In the opening game of the double header, Jim "Lefty" LaMarque took the hill for the Monarchs. LaMarque was from the town of Potosi in eastern Missouri. His entire career in the Negro Leagues was spent as a Monarch, and spanned from 1942-51. According to Negro Leagues historian James A. Riley, LaMarque was "a hardworking, cagey hurler who was tough in the clutch. His sharp-breaking curve was his best pitch, but he had an assortment of effective pitches, including a blazing fast ball, a good drop, a screwball, and good control." According to LaMarque himself, from the book The Negro Leagues Revisited, "I won most of my games. I learned to have real good control. I guess my top speed was maybe 80 or 85 miles an hour...my fastball always moved. I couldn't throw a straight fastball, it just moved. I guess just the movement on the ball kept the hitters from hitting it as well as they could if it came straight at them. I think I was a pretty fair pitcher. Well, most people said I was." Lefty made the East-West all-star game in 1948 and '49.
On the bump for Chicago was veteran Sug Cornelius, one of the best Negro Leagues pitchers of the '30s. He was a three-time all-star ('35, '36 and '38). By 1945, 37 year old Cornelius was in his 18th year of Negro Leagues play. According to Riley, Sug was "a crafty right-hander with good control...had a superb curveball that he could 'throw around a barrel.' Other pitches in his arsenal included a good fastball, hard slider, screwball, drop, and change of pace."

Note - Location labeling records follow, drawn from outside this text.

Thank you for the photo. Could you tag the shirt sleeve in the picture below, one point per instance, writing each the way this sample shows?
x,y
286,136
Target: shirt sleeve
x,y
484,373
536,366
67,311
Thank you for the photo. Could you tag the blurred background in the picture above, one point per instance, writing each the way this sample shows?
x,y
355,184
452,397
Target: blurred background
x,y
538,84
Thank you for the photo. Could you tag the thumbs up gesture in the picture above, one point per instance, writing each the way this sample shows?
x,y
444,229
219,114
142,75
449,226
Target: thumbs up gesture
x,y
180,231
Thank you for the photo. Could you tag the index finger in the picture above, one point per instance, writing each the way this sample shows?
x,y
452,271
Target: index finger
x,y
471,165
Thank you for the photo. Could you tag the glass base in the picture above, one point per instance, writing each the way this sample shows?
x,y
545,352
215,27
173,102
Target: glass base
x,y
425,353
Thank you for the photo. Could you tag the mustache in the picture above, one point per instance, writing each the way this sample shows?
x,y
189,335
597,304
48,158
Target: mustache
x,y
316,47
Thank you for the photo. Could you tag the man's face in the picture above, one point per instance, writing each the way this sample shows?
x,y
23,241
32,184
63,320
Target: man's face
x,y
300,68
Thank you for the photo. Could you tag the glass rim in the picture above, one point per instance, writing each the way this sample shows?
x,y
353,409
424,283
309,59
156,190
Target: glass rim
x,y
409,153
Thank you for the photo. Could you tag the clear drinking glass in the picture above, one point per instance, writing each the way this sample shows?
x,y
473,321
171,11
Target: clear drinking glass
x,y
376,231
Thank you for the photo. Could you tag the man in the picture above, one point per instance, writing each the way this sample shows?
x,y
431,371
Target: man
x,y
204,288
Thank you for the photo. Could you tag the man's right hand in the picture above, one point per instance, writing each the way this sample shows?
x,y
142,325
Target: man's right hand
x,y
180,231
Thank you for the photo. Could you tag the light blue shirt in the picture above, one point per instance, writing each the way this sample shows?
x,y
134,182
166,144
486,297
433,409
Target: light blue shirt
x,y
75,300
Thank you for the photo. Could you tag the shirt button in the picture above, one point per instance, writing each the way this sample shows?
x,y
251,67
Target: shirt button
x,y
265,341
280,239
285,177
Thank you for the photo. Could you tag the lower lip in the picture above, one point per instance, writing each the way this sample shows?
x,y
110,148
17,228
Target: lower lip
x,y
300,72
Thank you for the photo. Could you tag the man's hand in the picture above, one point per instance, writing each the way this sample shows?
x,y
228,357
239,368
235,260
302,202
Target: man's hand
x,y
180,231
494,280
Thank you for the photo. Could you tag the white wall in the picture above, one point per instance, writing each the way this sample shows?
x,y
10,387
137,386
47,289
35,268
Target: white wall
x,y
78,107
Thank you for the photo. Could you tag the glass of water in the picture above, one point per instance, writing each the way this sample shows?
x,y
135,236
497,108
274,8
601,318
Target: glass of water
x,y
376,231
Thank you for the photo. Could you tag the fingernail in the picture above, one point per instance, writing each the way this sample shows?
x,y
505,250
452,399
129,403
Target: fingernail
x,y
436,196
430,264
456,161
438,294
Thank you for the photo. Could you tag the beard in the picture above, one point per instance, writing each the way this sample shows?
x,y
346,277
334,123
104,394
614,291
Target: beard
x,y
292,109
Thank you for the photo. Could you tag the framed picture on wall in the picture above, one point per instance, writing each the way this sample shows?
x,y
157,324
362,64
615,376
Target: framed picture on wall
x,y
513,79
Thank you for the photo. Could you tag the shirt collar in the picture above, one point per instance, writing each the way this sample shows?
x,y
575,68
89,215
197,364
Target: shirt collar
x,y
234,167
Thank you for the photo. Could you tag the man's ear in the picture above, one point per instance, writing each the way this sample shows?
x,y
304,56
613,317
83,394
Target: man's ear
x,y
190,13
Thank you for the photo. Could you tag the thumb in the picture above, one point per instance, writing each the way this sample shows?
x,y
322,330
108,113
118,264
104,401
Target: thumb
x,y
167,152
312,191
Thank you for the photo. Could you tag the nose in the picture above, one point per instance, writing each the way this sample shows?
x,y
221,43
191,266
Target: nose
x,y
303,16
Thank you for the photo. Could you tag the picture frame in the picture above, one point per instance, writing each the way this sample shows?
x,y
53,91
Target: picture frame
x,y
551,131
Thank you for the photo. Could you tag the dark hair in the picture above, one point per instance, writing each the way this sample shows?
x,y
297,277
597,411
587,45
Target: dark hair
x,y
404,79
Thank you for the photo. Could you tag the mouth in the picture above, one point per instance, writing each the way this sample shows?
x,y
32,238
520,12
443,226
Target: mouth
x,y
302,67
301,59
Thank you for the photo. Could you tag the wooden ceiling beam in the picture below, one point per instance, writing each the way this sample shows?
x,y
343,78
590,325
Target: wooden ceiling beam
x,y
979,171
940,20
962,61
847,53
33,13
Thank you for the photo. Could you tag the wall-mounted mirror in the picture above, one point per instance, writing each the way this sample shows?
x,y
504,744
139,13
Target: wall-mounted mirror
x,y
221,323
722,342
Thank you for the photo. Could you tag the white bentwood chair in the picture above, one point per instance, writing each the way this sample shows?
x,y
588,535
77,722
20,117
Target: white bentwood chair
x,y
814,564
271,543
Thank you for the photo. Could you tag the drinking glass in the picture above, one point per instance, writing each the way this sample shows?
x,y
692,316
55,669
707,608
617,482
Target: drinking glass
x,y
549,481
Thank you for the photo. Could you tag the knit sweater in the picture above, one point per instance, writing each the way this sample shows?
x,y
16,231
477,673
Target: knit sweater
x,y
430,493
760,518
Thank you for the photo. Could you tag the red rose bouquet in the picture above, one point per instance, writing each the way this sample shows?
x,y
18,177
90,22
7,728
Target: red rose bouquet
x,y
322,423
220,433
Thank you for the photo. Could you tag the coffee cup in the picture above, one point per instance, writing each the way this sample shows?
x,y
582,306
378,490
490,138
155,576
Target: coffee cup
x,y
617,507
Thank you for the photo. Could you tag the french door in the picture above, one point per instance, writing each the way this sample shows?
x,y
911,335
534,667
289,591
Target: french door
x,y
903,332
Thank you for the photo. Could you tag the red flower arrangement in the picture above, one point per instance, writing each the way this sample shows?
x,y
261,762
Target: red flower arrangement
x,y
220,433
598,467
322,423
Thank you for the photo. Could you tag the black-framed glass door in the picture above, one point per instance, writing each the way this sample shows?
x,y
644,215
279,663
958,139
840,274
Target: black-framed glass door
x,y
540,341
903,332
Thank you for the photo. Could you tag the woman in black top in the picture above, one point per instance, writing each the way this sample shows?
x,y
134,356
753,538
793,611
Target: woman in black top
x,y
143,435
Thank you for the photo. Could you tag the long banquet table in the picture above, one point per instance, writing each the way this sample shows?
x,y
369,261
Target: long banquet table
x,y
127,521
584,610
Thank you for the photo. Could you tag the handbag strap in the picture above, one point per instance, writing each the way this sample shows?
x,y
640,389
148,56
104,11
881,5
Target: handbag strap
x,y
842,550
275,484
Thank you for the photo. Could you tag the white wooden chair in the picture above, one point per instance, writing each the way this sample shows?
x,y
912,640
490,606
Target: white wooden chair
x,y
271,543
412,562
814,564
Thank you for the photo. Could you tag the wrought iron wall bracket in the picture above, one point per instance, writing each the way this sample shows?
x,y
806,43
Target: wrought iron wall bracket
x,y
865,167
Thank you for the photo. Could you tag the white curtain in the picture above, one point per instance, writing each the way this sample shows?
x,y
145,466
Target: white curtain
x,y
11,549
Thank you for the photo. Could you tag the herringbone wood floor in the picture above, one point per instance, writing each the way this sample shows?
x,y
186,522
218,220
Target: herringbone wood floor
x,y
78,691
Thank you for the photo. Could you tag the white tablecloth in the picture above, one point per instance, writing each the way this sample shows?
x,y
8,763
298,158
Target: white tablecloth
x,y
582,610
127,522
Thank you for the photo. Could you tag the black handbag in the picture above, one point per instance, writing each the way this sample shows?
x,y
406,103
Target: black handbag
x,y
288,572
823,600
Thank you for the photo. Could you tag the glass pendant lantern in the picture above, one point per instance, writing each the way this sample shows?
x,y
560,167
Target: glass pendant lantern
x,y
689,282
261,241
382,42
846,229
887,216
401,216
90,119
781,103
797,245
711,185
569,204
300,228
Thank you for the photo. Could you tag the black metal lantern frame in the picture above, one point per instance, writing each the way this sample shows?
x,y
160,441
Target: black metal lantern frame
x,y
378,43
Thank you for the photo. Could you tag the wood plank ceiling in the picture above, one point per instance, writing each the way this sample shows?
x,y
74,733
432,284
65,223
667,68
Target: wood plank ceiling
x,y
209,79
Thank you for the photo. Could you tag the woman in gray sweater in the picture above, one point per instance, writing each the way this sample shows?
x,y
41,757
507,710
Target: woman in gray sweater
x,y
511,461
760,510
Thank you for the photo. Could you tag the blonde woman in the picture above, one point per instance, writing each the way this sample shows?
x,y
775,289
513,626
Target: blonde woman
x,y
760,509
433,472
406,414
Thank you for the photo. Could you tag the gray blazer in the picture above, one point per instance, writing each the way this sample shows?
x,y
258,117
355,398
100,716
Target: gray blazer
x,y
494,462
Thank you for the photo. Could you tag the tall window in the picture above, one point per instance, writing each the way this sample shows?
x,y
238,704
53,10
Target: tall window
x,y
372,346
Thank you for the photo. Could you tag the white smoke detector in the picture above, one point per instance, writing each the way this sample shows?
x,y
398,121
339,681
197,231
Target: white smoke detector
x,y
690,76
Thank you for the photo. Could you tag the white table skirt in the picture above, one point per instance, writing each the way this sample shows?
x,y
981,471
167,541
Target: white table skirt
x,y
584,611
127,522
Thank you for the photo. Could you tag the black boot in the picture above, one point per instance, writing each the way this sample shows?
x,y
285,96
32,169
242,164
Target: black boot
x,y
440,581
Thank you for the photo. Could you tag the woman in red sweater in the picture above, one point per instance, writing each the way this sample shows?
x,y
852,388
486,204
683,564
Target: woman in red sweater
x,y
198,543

Cornelius held a 3-1 lead over KC through seven innings, but his defense let him down in the final two frames. The Chicago Defender box score shows Giants shortstop Jesse Douglas (a former Monarch) committing four errors, which must have aided the Monarchs come-from-behind 6-4 victory. According to the game summary, Monarchs "first baseman (Lee) Moody hit the ball hard and timely as did Lefty LaMarque." Negro Leagues pitchers seemed to know how to swing a stick. Moody went 3-for-4 with two doubles. Jackie Robinson had a rare hitless game in three at-bats, bringing his three game hitting line to 2-for-10. After Frank Duncan caught opening day and Double Duty Radcliffe caught the second Sunday, Sammie Haynes shows up as the receiver on this third Sunday of the season. The rest of the Monarchs line-up remained consistent through the first three weeks.
The seven-inning nightcap pitted Booker McDaniels against Gentry Jessup in a rematch of the opening-day starters. This time, Jessup and the American Giants enjoyed a victory. Jessup did it all, holding the Monarchs hitless through six before Lee Moody got the Monarchs' lone hit with a seventh inning single. The Monarchs failed to push a run across the plate. Jessup received no run support from his teammates, so he took care of it himself with an inside-the-parker to take the game 1-0.
May 26 Chicago Defender
From Columbus, the Monarchs toured through Indianapolis and Springfield, IL on the way to Chicago for a doubleheader scheduled for Sunday, May 27. They were to meet the Cincinnati-Indianapolis Clowns in Indianapolis's Victory Field on the 23rd, but I've found no result. They stayed in Indianapolis for a contest with the Chicago American Giants on Wednesday the 24th that they won 6-4, then traveled to Springfield to beat the American Giants again, this time 7-4, on the 25th. Of the eight game results I've found to this point in the season, the Monarchs won seven.